Shoulder impingement is one of the most common reason adults have shoulder pain. It occurs when certain structures of the shoulder–particularly the soft tissues of the rotator cuff and the lubricating sack (subacromial bursa) between the rotator cuff and the underside of the bone that is the top part of the shoulder (acromion)–within the shoulder are irritated or “pinched.” When it becomes a chronic condition, a patient is diagnosed with shoulder impingement syndrome. This syndrome may be accompanied by shoulder tendonitis and bursitis.
Who is likely to develop shoulder impingement syndrome?
This condition is commonly caused by overuse and can affect young people as well as older adults. Athletes who participate in sports that have repetitive overhead movements, such as swimmers, pitchers and tennis players, are susceptible to shoulder impingement. Also, adults who perform repetitive movements, such as lifting or overhead activities like weightlifting, painting, wallpaper hanging or construction work, can develop the problem.
What are the symptoms of shoulder impingement syndrome?
Usually, the symptoms associated with shoulder impingement syndrome begin mildly and increase over time. In its early stages, the achy pain goes away soon after or within a day after the activity is finished. However, as the syndrome progresses, the condition becomes chronic and any type of overhead activity, including something as simple as reaching up into a kitchen cabinet, can cause pain.
Shoulder impingement syndrome symptoms may include:
- Pain and discomfort in the shoulder that is present both at rest and with activity, particularly when performing movements that require the arms to move above shoulder level. Often the pain is sudden with lifting and reaching movements, and sometimes the pain radiates from the front of the shoulder to the side of the arm.
- Mild to moderate weakness, especially worse with overhead activity.
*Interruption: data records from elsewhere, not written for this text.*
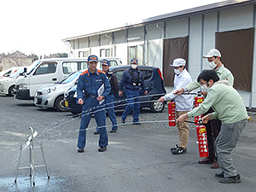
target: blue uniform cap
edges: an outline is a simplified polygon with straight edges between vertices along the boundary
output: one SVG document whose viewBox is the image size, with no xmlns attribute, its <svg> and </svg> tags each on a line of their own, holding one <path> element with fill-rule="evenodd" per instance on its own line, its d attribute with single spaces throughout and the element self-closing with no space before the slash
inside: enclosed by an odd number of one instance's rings
<svg viewBox="0 0 256 192">
<path fill-rule="evenodd" d="M 131 59 L 131 64 L 132 64 L 132 63 L 137 64 L 137 59 L 136 59 L 136 58 Z"/>
<path fill-rule="evenodd" d="M 102 65 L 109 66 L 109 65 L 110 65 L 110 62 L 109 62 L 108 60 L 103 59 L 102 61 Z"/>
<path fill-rule="evenodd" d="M 90 55 L 88 57 L 88 62 L 90 62 L 90 61 L 98 61 L 98 57 L 96 55 Z"/>
</svg>

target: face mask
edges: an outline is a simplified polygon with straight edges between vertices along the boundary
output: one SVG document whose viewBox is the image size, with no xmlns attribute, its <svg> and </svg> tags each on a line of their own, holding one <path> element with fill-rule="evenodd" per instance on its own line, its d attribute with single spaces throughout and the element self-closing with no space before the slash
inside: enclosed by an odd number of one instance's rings
<svg viewBox="0 0 256 192">
<path fill-rule="evenodd" d="M 209 64 L 210 64 L 210 67 L 211 67 L 212 69 L 214 69 L 214 68 L 217 67 L 217 65 L 218 65 L 218 63 L 215 64 L 214 61 L 212 61 L 212 62 L 209 62 Z"/>
<path fill-rule="evenodd" d="M 131 68 L 136 69 L 137 68 L 137 65 L 131 64 Z"/>
<path fill-rule="evenodd" d="M 181 72 L 178 69 L 174 69 L 174 73 L 175 74 L 180 74 Z"/>
<path fill-rule="evenodd" d="M 202 91 L 208 92 L 210 87 L 207 87 L 207 84 L 203 84 L 201 86 Z"/>
</svg>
- Local swelling and tenderness in the front of the shoulder.
- Mild popping or crackling sensations in the shoulder.
- Possible numbness or tingling in the hands.
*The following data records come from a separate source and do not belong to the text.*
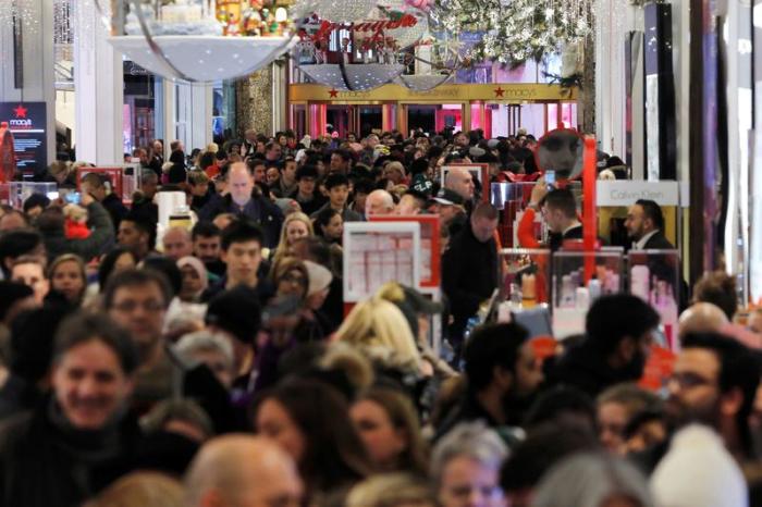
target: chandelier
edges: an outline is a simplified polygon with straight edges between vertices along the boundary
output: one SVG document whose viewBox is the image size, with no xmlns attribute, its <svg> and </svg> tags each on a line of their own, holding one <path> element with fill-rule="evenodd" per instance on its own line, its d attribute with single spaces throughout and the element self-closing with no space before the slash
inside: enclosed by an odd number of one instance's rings
<svg viewBox="0 0 762 507">
<path fill-rule="evenodd" d="M 185 82 L 251 74 L 298 39 L 293 0 L 96 0 L 109 42 L 149 72 Z M 296 17 L 295 17 L 296 16 Z"/>
<path fill-rule="evenodd" d="M 325 2 L 333 3 L 317 3 Z M 369 15 L 353 21 L 334 21 L 317 5 L 302 26 L 294 59 L 316 83 L 341 91 L 369 90 L 405 71 L 402 52 L 427 30 L 426 13 L 403 2 L 373 5 Z"/>
<path fill-rule="evenodd" d="M 422 0 L 409 0 L 422 1 Z M 407 67 L 413 74 L 401 74 L 395 83 L 414 91 L 428 91 L 455 77 L 464 65 L 462 44 L 456 35 L 429 18 L 429 32 L 423 39 L 406 52 Z"/>
</svg>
- Trouble finding a comfortable position for sleep.
How is shoulder impingement syndrome treated?
The initial and preferred treatment for shoulder impingement syndrome is non-surgical alternatives. They might include:
- Rest and avoidance of overhead and repetitive activities.
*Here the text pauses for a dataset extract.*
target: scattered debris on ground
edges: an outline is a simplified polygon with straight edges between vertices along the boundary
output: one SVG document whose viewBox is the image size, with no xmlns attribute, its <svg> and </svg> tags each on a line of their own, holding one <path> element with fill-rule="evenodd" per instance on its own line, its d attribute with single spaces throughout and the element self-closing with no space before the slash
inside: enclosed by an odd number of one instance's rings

- Oral anti-inflammatory medications.
- Cold therapy.
- Ultrasound therapy to stimulate the tissues and improve blood flow.
- Physical therapy, including stretching and strengthening exercises.
- Steroid/cortisone injection.
If, after several weeks to several months, the non-surgical treatment options don’t help, an orthopaedic surgeon may recommend surgery. The goal of surgery for this syndrome is to remove the impingement and create more space for the rotator cuff. This allows the ball on the end of the upper arm bone to move freely so the arm can be lifted without pain. This form of surgery is called subacromial decompression or anterior acromioplasty.
Depending upon the surgeon’s preference and the injury, the surgery may take one of two forms: open or arthroscopic.
- Open surgical repair requires a small incision in the front of the shoulder. In most cases, the front edge of the acromion is removed along with some of the bursal tissue to create space.
- Arthroscopic repair makes use of a fiberoptic scope connected to a video camera and small, specialized instruments. The scope and instruments are inserted into small puncture-type incisions rather than through a larger, open incision. The surgeon then removes bone and soft tissue.
The arm may be immobilized after surgery for the initial healing process. Soon after, a physical rehabilitation program will be used to regain range of motion and strength in the shoulder and arm. It may take several months to rehabilitate the shoulder and have pain subside.